Nous distinguons donc deux catégories d’exceptions qui permettent ou obligent les sexologues à divulguer des renseignements confidentiels reçus dans l’exercice de leurs fonctions :

  1. L’autorisation de la clientèle;
  2. Lorsque la loi l’ordonne ou l’autorise expressément;

L’autorisation de la clientèle

Comme le droit au secret professionnel appartient à la clientèle, celle-ci peut exceptionnellement relever les sexologues du devoir de protéger les renseignements qui la concernent, tel que le prévoit l’article 15 du Code de déontologie.

La renonciation au secret professionnel doit être claire, c’est-à-dire que l’autorisation de la personne à transmettre des renseignements confidentiels est sans équivoque. C’est le cas, par exemple, lorsqu’une personne demande que son dossier ou qu’une partie de celui-ci soit transmise à une compagnie d’assurances.

Avant toute communication de renseignements à des tiers, les sexologues doivent toutefois obtenir le consentement éclairé de la personne, en s’assurant qu’elle est informée des renseignements spécifiques qui seront transmis (c.-à-d. ce qui est utile et nécessaire), de l’utilisation spécifique qui en sera faite et des conséquences possibles de leur transmission. Les sexologues sont notamment responsables de réfléchir aux préjudices envisageables pour leur clientèle, dans le but de bien lui expliquer ensuite.

Les sexologues doivent s’assurer de respecter le cadre déontologique et administratif lié à la transmission de renseignements. Sans reproduire intégralement les dispositions du Code de déontologie, les actions suivantes nécessitent une attention particulière des sexologues du point de vue de l’autorisation de la clientèle :

  • La transmission d’un rapport à un tiers (voir art. 22);
  • La transmission de renseignements confidentiels à autrui, incluant à l’intérieur d’une équipe professionnelle (voir art. 23);
  • Le dévoilement ou la transmission de résultats d’une évaluation obtenus à l’aide d’instruments de mesure ou d’outils d’évaluation (voir art. 24);
  • La transmission de renseignements ou de copies d’un dossier à des tiers, notamment en ce qui concerne le consentement écrit de la personne et son délai de 15 jours pour révoquer ce consentement, ainsi que la note signée à insérer au dossier (voir art. 29).

Pour appuyer les sexologues dans leur réflexion et le partage d’information confidentielle, elles et ils peuvent consulter le Guide explicatif du Code de déontologie des sexologues, principalement aux articles 15 à 26 sur les renseignements confidentiels et les articles 27 à 31 sur l’accès aux dossiers.

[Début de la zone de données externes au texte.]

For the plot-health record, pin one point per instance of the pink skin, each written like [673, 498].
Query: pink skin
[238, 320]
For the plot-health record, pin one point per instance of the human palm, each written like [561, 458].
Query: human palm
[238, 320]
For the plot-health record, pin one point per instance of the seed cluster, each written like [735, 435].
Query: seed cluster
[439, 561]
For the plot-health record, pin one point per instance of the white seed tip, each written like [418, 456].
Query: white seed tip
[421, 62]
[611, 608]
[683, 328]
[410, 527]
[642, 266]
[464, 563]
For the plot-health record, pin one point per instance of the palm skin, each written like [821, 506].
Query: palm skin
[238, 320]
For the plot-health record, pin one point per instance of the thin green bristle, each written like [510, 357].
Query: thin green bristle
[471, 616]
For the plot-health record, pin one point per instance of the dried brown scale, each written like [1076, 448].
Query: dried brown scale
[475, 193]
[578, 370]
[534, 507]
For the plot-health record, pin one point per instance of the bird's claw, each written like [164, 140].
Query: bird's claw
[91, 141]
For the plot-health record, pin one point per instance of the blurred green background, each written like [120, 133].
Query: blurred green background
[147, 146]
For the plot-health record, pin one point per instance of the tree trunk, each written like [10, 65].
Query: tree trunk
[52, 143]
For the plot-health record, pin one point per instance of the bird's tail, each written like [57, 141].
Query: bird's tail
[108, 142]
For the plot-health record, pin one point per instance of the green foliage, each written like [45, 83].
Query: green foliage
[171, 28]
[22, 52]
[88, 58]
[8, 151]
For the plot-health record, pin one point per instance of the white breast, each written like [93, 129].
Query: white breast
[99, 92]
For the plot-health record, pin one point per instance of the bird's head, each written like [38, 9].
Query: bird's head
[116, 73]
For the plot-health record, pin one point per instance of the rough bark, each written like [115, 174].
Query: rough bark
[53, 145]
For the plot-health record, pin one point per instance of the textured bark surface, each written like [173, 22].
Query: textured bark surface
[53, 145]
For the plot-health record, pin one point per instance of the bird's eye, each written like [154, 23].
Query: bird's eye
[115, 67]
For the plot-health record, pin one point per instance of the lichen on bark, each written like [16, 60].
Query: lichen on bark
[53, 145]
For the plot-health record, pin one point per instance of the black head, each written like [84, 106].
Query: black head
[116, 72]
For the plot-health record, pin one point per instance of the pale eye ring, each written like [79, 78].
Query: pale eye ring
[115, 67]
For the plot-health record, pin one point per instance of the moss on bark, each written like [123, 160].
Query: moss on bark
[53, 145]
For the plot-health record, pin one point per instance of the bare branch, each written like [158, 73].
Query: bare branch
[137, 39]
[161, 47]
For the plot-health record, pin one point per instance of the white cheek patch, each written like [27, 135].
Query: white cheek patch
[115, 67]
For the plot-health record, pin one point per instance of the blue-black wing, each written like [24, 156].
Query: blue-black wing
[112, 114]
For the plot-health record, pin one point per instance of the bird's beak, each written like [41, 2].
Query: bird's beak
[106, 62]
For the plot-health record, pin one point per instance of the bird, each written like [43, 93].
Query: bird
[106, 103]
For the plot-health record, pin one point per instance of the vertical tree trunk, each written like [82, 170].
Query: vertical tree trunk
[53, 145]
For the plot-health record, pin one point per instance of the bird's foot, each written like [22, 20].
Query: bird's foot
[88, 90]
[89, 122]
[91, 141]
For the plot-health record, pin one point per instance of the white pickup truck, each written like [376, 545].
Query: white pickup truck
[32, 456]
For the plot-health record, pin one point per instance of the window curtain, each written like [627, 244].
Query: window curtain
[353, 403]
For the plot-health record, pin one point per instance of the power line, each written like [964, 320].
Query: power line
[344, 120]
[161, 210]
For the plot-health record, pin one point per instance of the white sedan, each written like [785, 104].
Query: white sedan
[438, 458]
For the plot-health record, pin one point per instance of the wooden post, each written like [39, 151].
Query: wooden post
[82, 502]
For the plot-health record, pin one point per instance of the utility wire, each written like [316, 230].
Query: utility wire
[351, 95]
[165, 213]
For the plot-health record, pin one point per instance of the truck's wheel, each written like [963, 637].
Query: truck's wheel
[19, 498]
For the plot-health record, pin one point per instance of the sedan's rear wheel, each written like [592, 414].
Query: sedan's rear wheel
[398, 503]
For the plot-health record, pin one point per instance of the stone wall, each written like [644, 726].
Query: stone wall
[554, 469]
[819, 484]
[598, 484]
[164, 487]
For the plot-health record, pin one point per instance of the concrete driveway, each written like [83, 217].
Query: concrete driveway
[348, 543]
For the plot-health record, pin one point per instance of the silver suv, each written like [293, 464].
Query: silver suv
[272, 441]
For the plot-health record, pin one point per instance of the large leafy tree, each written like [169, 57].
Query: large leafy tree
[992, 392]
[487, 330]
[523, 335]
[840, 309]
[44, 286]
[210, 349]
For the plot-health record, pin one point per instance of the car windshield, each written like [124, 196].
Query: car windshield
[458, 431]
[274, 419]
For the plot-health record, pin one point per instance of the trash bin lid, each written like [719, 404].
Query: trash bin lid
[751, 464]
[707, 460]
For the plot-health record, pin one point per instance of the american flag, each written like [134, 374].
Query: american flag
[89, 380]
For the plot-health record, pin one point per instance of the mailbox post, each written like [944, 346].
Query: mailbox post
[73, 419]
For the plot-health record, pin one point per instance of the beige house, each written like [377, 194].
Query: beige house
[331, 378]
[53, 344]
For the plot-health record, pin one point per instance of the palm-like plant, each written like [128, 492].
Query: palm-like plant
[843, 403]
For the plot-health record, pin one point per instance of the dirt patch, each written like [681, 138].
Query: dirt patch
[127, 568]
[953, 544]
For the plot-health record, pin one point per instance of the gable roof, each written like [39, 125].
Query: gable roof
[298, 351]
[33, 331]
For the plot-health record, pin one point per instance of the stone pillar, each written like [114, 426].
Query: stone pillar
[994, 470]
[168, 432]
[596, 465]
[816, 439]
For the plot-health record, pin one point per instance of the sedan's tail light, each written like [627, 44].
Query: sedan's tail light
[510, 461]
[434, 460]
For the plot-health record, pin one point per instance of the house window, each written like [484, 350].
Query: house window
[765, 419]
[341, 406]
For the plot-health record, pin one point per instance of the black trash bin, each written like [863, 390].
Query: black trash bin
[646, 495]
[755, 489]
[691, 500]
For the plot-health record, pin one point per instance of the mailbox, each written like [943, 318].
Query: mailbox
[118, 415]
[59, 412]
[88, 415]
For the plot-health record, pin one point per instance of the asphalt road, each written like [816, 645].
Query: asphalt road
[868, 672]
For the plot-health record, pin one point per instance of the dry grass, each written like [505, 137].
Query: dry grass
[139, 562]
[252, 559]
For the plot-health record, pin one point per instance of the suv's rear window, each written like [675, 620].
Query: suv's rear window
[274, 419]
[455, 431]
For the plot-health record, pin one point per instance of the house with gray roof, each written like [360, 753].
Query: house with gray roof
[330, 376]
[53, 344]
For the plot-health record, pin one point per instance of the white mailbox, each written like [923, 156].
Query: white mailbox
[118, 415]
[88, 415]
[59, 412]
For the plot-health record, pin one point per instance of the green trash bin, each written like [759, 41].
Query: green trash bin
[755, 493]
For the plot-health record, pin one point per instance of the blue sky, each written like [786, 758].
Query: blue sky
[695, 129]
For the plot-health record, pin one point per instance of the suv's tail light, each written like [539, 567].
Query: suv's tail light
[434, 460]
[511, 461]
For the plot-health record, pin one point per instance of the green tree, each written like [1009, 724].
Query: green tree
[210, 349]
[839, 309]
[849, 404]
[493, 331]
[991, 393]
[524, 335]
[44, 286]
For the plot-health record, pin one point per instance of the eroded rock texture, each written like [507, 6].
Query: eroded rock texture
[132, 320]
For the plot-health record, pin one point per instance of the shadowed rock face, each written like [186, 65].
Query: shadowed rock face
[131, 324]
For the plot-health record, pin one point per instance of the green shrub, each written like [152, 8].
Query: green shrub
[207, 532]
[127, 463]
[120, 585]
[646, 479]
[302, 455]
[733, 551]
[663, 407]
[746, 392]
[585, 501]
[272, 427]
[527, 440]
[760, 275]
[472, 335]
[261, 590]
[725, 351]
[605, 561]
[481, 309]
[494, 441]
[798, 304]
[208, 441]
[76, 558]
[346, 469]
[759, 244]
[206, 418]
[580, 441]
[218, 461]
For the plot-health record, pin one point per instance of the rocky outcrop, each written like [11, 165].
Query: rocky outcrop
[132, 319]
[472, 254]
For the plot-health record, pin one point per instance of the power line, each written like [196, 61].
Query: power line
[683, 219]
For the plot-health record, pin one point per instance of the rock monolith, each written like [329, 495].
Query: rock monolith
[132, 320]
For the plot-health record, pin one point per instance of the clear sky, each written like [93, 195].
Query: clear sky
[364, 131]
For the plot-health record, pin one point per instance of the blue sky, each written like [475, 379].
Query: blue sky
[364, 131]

Attention : Même si l’avocat.e de votre client.e demande d’obtenir une copie de son dossier, vous devez vous-même obtenir directement l’autorisation de la personne pour pouvoir la transmettre, en vous assurant de respecter les balises déontologiques.

Un mot sur les rapports pour les tribunaux

Les sexologues peuvent agir à titre d’expert.es devant certains tribunaux, par exemple en rédigeant des rapports sexologiques en droit criminel. Même si les instructions ou les mandats peuvent provenir de tiers lorsqu’un rapport est requis, le cadre relatif au consentement doit être maintenu.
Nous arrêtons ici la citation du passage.